Pas très doué le jeune pianiste. Mais pas du genre à abandonner. Dans la famille, la musique et la pratique d’un instrument semblent les seuls moyens de communiquer un peu d’affection et surtout d’obtenir une vraie respectabilité. Alors il travaille, il s’acharne, et quitte à irriter ses professeurs, en fait un combat.
La guerre arrive, il perd un bras. Autre combat : apprendre à jouer d’une seule main. La fortune familiale l’aide à commander des œuvres aux plus grands compositeurs de ce XXe siècle inquiétant mais tellement inspiré.
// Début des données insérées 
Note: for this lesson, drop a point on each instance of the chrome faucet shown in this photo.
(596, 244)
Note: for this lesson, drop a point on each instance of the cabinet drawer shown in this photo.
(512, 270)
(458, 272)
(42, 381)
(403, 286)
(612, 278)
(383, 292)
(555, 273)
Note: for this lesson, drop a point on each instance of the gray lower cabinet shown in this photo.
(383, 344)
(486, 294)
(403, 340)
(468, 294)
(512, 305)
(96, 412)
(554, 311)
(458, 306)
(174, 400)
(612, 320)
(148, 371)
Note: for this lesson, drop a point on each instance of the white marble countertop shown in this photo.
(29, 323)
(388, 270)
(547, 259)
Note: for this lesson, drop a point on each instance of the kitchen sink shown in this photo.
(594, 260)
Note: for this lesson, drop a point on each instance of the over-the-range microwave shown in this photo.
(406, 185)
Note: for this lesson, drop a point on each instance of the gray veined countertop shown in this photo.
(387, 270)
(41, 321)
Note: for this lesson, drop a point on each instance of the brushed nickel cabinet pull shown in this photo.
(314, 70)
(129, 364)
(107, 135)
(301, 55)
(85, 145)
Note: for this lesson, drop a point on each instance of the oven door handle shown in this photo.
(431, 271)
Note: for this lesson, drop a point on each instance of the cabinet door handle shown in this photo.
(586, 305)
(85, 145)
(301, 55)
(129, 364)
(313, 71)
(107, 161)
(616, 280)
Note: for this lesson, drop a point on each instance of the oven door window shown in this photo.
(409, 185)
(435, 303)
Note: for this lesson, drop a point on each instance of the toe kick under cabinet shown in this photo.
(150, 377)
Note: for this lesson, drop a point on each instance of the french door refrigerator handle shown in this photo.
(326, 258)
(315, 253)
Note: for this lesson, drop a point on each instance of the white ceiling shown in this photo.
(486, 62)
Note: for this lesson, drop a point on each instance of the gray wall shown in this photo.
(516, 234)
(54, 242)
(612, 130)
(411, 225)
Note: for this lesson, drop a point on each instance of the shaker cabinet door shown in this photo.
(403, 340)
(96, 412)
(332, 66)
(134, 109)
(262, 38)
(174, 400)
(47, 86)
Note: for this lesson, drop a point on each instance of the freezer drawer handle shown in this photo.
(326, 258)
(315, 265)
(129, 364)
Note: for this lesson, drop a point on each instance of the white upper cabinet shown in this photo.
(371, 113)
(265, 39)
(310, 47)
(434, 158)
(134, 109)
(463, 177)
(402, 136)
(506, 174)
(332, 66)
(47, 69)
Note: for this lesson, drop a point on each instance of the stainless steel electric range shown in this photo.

Vient alors la célébrité, toujours dans la douleur. Ne manque que l’amour, qui viendra aussi par le partage de la musique.
Avec ses cases délicatement orchestrées et son noir et blanc étincelant, Yann Damezin rejette l’émotion facile pour nous guider sur les pas de son virtuose. Nous ne connaîtrons jamais son nom, mais sa carrière s’inspire largement de Paul Wittgenstein, célèbre commanditaire du Concerto pour la main gauche de Ravel, entre autres.
Jouant avec les figures géométriques d’un talent inspiré de David B. et Zeina Abirached, l’auteur offre de superbes pages, sans négliger un texte tout aussi fin. « Si les océans sont si vastes, c’est sans doute parce que tant d’exilés les ont abreuvés de leurs larmes » écrit-il, évoquant l’émigration du héros vers les États-Unis dans les années 1940.
Bienvenue à ce nouveau talent du 9e Art, déjà si mûr en auteur complet. La mélancolie de son pianiste laborieux et tourmenté est de celles qui touchent pour longtemps.